CCRIF, through staff from the Facility Supervisor, Caribbean Risk Managers Ltd, participated in a Negotiators Preparatory Meeting held in Grenada from 22 to 25 July 2009. This meeting formed part of the ongoing and intensive work of AOSIS in lobbying for enhanced global action on climate change.
CCRIF’s presence at this meeting was requested to review and provide recommendations to the AOSIS proposal for the creation of a Multi-window Mechanism to address loss and damage from change impacts. The CCRIF is an innovative insurance mechanism created by small island states within the Caribbean, and has been highlighted on numerous occasions as the only working model of a multi-national and parametric-based catastrophe risk pool and is considered the only viable template for creating a global risk pool such as is envisaged under the AOSIS proposal (as well as a similar one by the Munich Climate Insurance Initiative, MCII).
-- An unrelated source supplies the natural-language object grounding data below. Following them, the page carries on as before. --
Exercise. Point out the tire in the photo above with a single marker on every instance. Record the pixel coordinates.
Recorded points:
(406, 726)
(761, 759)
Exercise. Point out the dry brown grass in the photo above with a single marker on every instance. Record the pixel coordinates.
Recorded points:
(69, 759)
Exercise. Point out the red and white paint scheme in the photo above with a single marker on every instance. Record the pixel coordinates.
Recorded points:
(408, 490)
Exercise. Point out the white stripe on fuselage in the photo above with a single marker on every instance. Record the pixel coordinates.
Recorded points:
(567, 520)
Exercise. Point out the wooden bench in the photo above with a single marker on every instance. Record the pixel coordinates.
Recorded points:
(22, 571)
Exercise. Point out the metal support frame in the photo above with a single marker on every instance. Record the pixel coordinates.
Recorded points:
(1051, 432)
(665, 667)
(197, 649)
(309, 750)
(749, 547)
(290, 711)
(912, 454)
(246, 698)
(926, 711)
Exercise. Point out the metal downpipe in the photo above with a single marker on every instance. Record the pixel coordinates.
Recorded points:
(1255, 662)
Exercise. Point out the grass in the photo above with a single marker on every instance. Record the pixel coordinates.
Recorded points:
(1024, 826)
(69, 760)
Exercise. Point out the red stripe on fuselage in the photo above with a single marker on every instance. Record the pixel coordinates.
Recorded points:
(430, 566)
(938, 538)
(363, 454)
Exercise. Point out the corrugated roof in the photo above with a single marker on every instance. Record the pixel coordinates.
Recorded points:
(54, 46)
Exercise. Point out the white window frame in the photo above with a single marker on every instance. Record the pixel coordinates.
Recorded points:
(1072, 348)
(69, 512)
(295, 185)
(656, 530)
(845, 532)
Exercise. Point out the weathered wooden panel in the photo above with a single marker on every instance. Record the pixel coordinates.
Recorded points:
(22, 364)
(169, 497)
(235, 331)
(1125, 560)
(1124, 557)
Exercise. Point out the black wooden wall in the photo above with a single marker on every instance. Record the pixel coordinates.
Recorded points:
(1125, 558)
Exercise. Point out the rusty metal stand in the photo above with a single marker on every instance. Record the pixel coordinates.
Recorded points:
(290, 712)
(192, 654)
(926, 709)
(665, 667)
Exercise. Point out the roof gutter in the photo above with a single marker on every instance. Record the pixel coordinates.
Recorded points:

The Facility therefore provides a tangible example of the commitment of small island states to risk management and risk reduction strategies and shows that multi-national risk-sharing schemes can operate successfully.
The Alliance of Small Island States (AOSIS) is a coalition of low-lying coastal countries that share similar development challenges and concerns about the environment, especially their vulnerability to the adverse effects of global climate change. It functions primarily as an ad hoc lobby and negotiating voice for Small Island Developing States (SIDS) within the United Nations system and is particularly active in international climate change negotiations. AOSIS has established a position calling for targets that would limit global temperature rise to less than 1.5 degrees Celsius above pre-industrial levels as opposed to the two degree limit set by leaders at the recent Major Economies Forum.
About CCRIF: CCRIF is the first multi-country risk pool in the world, and is also the first insurance instrument to successfully develop a parametric policy backed by both traditional and capital markets. It is a regional insurance fund for Caribbean governments designed to limit the financial impact of catastrophic hurricanes and earthquakes to Caribbean governments by quickly providing financial liquidity when a policy is triggered. Sixteen governments are members of the fund: Anguilla, Antigua & Barbuda, Bahamas, Barbados, Belize, Bermuda, Cayman Islands, Dominica, Grenada, Haiti, Jamaica, St. Kitts & Nevis, St. Lucia, St. Vincent & the Grenadines, Trinidad & Tobago and the Turks and Caicos Islands. Last year the CCRIF paid out approximately US$6.3M to the Turks and Caicos Islands in the aftermath of Hurricane Ike.
Caribbean Risk Managers Ltd, the risk management arm of the CGM Gallagher Group - the Caribbean’s largest insurance broker, is the Facility Supervisor of the CCRIF.